Do recent press reports that racial harmony has increased in New York since 9/11 point to a temporary phenomenon, sure to evaporate when the Islamist attack on Gotham fades from immediate memory, or is the good feeling something deeper than a grabbing for your neighbor in an instant of fear? This issue’s two cover stories suggest that race relations are truly improving, not just in Gotham but across the nation. Beneath the static of racial contention that the press loves to report, a profoundly positive transformation of American society is already almost complete.

Lots of the static we hear concerns alleged police racism and racial profiling. Well, black cops now make up a significant portion of most urban forces: but no one, until Heather Mac Donald’s remarkable “The Black Cops You Never Hear About,” had thought to ask these officers, ideal commentators on such contentious issues, for their views. What is so reassuring about Mac Donald’s interviews in eight departments across the country is not just that these admirable lawmen forcefully reject the racism and racial profiling charges—leveled against them as well as against their white colleagues—but also that they are solid, commonsensical, middle-class Americans, who take for granted that they are the protectors of a black community of law-abiding good people against the depradations of a minority of thugs. The press may look to the opinions of dissident, alienated black cop organizations like “100 Black Men in Law Enforcement Who Care,” but—putting aside the question of whether such groups really have the 100 members they claim and really do “care” beyond any other cops—the upbeat, can-do, no-nonsense officers Mac Donald interviewed seem much more likely to represent mainstream African-American police sentiment.

Even noisier static comes from such self-appointed black leaders as Jesse Jackson and Al Sharpton. But, as John H. McWhorter argues in “Why Blacks don’t Need Leaders,” such characters have no function, since the civil rights movement they claim to lead ended in total victory long ago. Now blacks just need to walk through the doors that are open to them, as so many have done, like the black cops Mac Donald interviewed. With no real use, people like Reverends Jackson and Sharpton are puny caricatures of the Reverends King and Abernathy, devoted only to their disreputable self-aggrandizement. True, a minority of inner-city black Americans unable to grasp the opportunity that the civil rights movement opened do need some guidance, McWhorter shows, not to change the larger society but to change themselves and their immediate communities. And McWhorter introduces us to some of the admirable guides already on the job.
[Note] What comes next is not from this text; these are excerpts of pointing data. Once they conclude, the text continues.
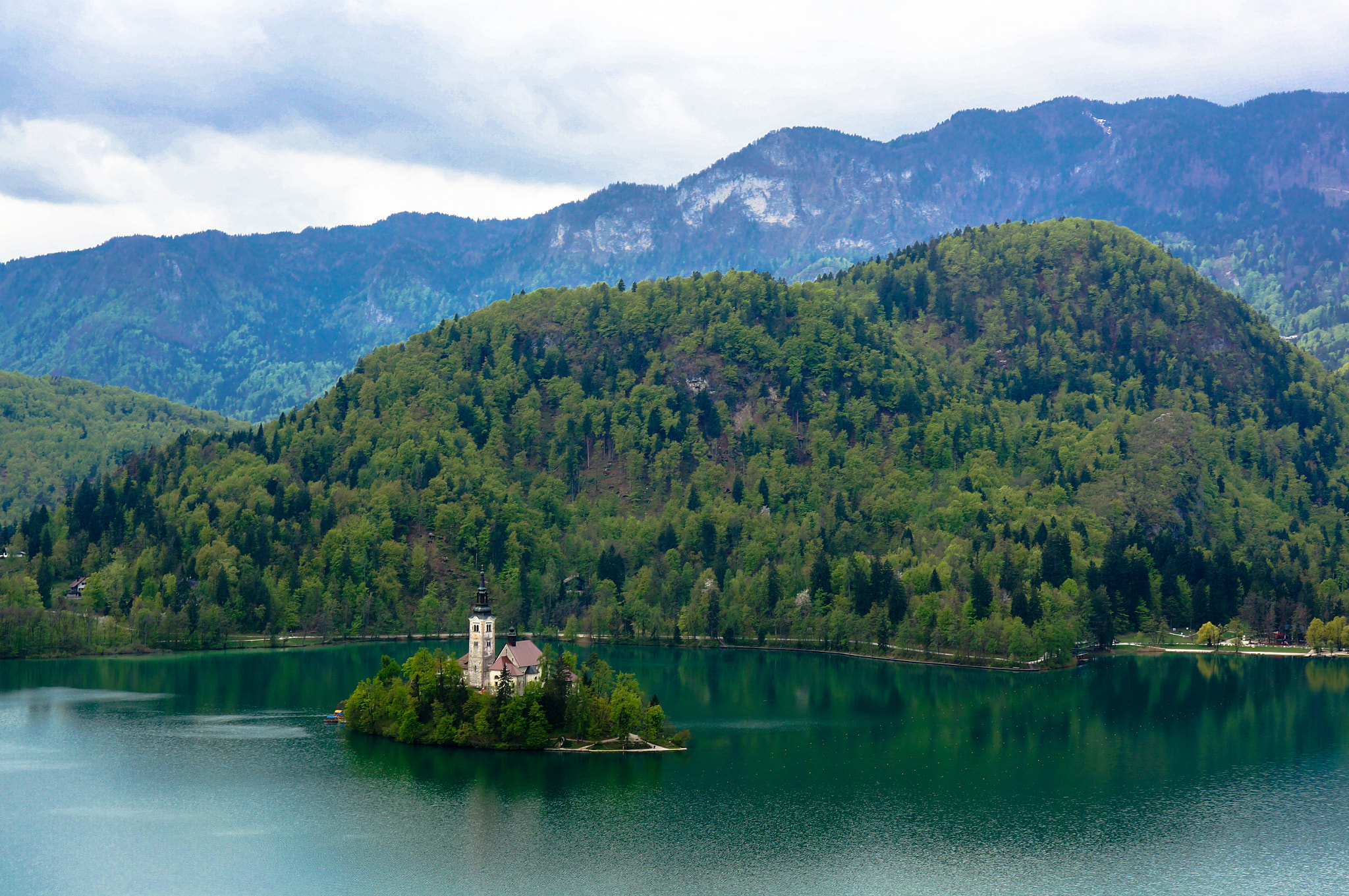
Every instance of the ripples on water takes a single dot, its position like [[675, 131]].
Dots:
[[808, 775]]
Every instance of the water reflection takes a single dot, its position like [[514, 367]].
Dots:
[[808, 774]]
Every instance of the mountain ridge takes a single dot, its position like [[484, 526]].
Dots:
[[997, 444], [1253, 194]]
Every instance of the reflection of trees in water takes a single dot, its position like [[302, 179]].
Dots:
[[808, 727]]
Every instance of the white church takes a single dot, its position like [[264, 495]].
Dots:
[[518, 660]]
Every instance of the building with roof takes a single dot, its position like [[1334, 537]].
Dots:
[[518, 660]]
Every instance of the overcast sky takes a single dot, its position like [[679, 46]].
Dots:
[[154, 117]]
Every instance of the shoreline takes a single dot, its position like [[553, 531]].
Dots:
[[265, 643]]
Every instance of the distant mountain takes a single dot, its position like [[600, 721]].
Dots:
[[1252, 194], [999, 442], [55, 431]]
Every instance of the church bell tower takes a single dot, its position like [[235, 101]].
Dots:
[[482, 639]]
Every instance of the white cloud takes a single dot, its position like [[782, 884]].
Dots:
[[73, 185], [472, 105]]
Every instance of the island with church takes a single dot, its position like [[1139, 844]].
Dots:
[[522, 697]]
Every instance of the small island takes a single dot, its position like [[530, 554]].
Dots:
[[587, 708], [525, 698]]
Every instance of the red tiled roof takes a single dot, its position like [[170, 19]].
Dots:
[[524, 654]]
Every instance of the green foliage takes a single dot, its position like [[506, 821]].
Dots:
[[55, 431], [1006, 440], [426, 702], [253, 325]]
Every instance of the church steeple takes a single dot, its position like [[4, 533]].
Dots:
[[482, 639], [481, 605]]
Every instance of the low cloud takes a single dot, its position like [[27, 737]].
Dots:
[[507, 108], [65, 185]]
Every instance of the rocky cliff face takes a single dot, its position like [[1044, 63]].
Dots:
[[1255, 194]]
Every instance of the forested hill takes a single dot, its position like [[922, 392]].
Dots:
[[987, 444], [1255, 193], [55, 431]]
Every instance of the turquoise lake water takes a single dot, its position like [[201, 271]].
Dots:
[[807, 774]]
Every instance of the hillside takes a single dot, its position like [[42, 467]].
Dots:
[[987, 444], [1253, 194], [55, 431]]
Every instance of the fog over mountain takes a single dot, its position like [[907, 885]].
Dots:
[[1253, 194]]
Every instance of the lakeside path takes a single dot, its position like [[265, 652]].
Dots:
[[1248, 651]]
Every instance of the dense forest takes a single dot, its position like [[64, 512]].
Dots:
[[426, 701], [1000, 442], [55, 431], [253, 325]]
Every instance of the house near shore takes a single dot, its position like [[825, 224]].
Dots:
[[520, 660]]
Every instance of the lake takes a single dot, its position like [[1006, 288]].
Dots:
[[807, 774]]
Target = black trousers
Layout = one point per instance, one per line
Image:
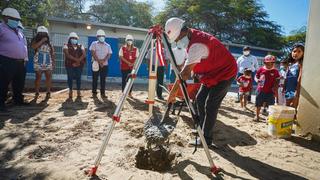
(250, 93)
(208, 101)
(11, 71)
(102, 73)
(160, 76)
(125, 74)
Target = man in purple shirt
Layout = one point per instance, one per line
(13, 51)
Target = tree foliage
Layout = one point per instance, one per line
(238, 21)
(296, 36)
(32, 12)
(122, 12)
(71, 9)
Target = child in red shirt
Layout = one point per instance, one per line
(245, 86)
(267, 78)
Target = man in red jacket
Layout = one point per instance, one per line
(214, 65)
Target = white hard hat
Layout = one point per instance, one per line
(179, 55)
(129, 37)
(11, 12)
(173, 28)
(101, 32)
(42, 29)
(74, 35)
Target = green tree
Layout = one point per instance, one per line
(238, 21)
(73, 9)
(32, 12)
(296, 36)
(122, 12)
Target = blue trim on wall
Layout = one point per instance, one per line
(255, 52)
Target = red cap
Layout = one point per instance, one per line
(269, 58)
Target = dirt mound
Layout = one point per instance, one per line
(157, 132)
(42, 152)
(159, 158)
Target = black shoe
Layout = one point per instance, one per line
(21, 103)
(94, 95)
(4, 111)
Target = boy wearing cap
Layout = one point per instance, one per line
(245, 86)
(44, 59)
(267, 79)
(247, 61)
(128, 55)
(13, 52)
(101, 53)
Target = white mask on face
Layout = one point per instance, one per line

Victor Davis Hanson argues in his moving “The Civic Education America Needs” that our nation’s capacity to correct its flaws and bring its social reality into line with its ideals—as is clearly happening with respect to race—is one of the features that make it so exceptional in world history. That uniqueness, and those ideals, our schools used to teach our children, until PC made it gauche to assert American exceptionalism: but in a time of war, Hanson makes clear, kids need to learn what we are fighting to preserve. Not that our society is perfect, of course: and two other stories in this issue point out flaws in our democracy that our continual process of amelioration needs to correct. As Brian C. Anderson points out in “Why the Battle for the Court Will Be Nasty,” for half a century and more the Supreme Court has gone beyond its constitutional function, making, rather than merely interpreting, the law. Such legislation from the bench once gave us conservative outcomes; but because for a long time the outcomes have been liberal, the Left resists any return to a more limited (and constitutional) judicial role. But as Anderson points out, judicial activism could move Rightward at any time, showing the Left why the Founders were wise to establish a judicial restraint acceptable to all. And as Steven Malanga observes in “Gotham’s Unrepresentative Representatives,” the strange, undemocratic current state of New York City politics, with a feckless GOP and a Democratic party in the grip of the public employee unions, has yielded a crop of congressmen who almost always vote against their constituents’ economic interest.

Finally, don’t miss Theodore Dalrymple’s and Stefan Kanfer’s exhilaratingly irreverent critiques of Virginia Woolf and Noam Chomsky—two influential intellectuals whose foolish and squalid ideas have helped blind so many to the unique blessings Western—and especially American—civilization has heaped upon them.